In 1884, on the eve of August 25 – the summer church holiday of St. Alexander Nevsky, the temple monument of the Liberation was consecrated with a solemn bishop’s holy liturgy. It was built in the style of Russian classicism – very modern for its time. The temple reminds with its towering domes of the great St. Isaac’s Cathedral in the then-Russian capital of St. Petersburg.
In 1846 citizens of the Marasha district decided that it was time to build an Orthodox temple in the region. A significant amount of money was needed. People from all over the country helped when they found out about the cause of the citizens of Plovdiv. Hundreds of poor people set aside a part of their scarce finances in order to show their support.

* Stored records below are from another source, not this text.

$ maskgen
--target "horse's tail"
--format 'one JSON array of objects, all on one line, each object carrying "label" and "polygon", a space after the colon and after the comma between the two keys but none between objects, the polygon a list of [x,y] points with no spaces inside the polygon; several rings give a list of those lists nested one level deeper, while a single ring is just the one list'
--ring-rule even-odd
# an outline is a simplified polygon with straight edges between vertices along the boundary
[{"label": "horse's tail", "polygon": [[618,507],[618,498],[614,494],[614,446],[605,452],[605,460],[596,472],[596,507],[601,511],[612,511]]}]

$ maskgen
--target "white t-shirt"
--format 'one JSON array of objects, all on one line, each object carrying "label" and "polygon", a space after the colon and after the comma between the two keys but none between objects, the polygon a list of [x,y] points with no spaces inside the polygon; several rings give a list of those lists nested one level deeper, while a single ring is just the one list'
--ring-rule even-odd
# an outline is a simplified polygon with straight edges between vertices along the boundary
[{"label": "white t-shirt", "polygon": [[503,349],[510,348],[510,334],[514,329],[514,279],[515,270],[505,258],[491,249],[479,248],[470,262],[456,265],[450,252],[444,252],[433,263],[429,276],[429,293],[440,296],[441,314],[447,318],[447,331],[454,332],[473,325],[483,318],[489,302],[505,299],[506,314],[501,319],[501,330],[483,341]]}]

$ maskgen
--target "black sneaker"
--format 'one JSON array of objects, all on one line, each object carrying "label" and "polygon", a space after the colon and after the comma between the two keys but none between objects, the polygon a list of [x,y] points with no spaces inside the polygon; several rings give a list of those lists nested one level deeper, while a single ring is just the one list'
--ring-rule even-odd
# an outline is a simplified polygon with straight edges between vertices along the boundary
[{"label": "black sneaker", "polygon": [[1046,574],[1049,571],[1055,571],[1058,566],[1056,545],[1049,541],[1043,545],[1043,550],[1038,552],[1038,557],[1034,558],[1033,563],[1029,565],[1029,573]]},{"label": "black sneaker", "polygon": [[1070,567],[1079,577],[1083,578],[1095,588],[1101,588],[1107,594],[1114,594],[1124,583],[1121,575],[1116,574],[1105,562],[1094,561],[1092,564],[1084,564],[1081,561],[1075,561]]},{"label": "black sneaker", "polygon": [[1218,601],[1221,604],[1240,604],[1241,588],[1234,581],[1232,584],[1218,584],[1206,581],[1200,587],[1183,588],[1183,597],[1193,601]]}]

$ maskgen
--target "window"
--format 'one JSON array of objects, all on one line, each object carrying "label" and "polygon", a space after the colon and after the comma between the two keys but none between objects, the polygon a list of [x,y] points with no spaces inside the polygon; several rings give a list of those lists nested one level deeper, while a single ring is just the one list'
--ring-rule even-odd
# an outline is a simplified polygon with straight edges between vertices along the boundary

Saint George’s Temple was built in 1848 together with a Bulgarian school. Unfortunately, they existed for only 30 years until 1878 because a Russian cannon accidentally destroyed them during the Liberation War.
After the Liberation the citizens of Plovdiv once again collected money to renovate the destroyed building. Their initiative exceeded the borders of Bulgaria and donations were received from neighboring counties. In 1881 experts arrived at the location of the ruins of Saint George’s Temple to find out how the temple could be restored. A new church had to be built on the old foundations. Residents of the neighborhood themselves divided into groups and started to clean the place and remove the remains of the destroyed building. They were very inspired by the fact that this would be the first church built in Plovdiv after the Liberation. Fortunately, the altar of the old church was preserved. Even today one can see the old iconostasis inside the temple. The new Saint George’s church was finished in 1882.
The temple is a ternary pseudo basilica. Also, it has a dome with a hemispherical coating and ten windows shaped with semicircular arches on it. In 1903 a bell tower was built by the West entrance.
As stated at the beginning of the article, in Plovdiv you can find many Orthodox churches. The 5 mentioned here are probably the most popular and famous ones in the city. If you are interested in Christian temples and like visiting Orthodox churches don’t hesitate to spend some time exploring the hidden and not-so-well-known temples in the town.